Moving your business to a new location can be very expensive – but did you know that many of the expenses are tax deductible? Make sure you don’t pay more than you have to by claiming these relocation deductions.
Does your business qualify for a moving TAX deduction?
Corporations and LLCs can deduct moving expenses regardless of where they move. Sole proprietorship and partnerships have to meet certain rules:
• Must relocate at least 50 miles away
• Must work at least 39 weeks in new location during the next 12 month period after the relocation
You can deduct everything!
When an employee relocates for work, there are limits on what can be deducted from tax expenses. With businesses though, all expenses can be deducted. Keep this in mind if you are considering doing some of the move yourself. You might save money by packing and transporting some of the belongings yourself but, once you calculate in the deduction, the savings might not be that great.
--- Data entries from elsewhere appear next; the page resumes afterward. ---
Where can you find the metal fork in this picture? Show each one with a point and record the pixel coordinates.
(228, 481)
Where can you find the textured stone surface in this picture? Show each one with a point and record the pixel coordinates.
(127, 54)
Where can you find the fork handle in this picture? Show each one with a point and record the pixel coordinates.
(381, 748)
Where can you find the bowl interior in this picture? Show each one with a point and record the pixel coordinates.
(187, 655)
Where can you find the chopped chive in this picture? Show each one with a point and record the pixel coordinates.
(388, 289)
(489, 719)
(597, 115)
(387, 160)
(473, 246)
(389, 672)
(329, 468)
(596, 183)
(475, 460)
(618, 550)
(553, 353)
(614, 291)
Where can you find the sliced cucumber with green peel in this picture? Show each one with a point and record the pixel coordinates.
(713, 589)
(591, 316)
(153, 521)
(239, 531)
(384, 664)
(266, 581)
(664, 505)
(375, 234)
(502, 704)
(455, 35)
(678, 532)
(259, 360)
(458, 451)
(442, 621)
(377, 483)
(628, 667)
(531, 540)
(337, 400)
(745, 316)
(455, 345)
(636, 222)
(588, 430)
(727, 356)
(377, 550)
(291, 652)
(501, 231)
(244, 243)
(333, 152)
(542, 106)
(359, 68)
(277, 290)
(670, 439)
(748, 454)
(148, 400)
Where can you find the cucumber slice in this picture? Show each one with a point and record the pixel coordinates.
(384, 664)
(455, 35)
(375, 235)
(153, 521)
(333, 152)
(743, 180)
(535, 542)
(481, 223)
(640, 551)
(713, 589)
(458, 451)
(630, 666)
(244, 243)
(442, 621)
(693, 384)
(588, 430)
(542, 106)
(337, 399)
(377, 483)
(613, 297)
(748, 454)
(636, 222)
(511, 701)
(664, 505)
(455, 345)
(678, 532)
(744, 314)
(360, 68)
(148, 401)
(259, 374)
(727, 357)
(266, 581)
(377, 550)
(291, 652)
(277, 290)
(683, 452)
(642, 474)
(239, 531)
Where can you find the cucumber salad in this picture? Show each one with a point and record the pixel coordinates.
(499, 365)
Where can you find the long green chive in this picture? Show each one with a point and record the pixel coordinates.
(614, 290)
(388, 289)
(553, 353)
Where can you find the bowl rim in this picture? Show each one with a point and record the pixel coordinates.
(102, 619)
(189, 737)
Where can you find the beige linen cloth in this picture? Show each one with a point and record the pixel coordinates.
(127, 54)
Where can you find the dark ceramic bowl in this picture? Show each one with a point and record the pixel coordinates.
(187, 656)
Be sure to keep track of all moving expenses for your business in a clear way. You will want receipts for everything from the boxes you purchase to storage fees. Even if you hire a moving company to do most of the move for you, such as packing and unpacking, there will likely still be some things you will want to move yourself – such as sensitive items and documents. You can deduct the costs of moving items in your personal vehicle (or employees’ vehicles), but must use the IRS method of calculating gas costs based on standard mileage rate.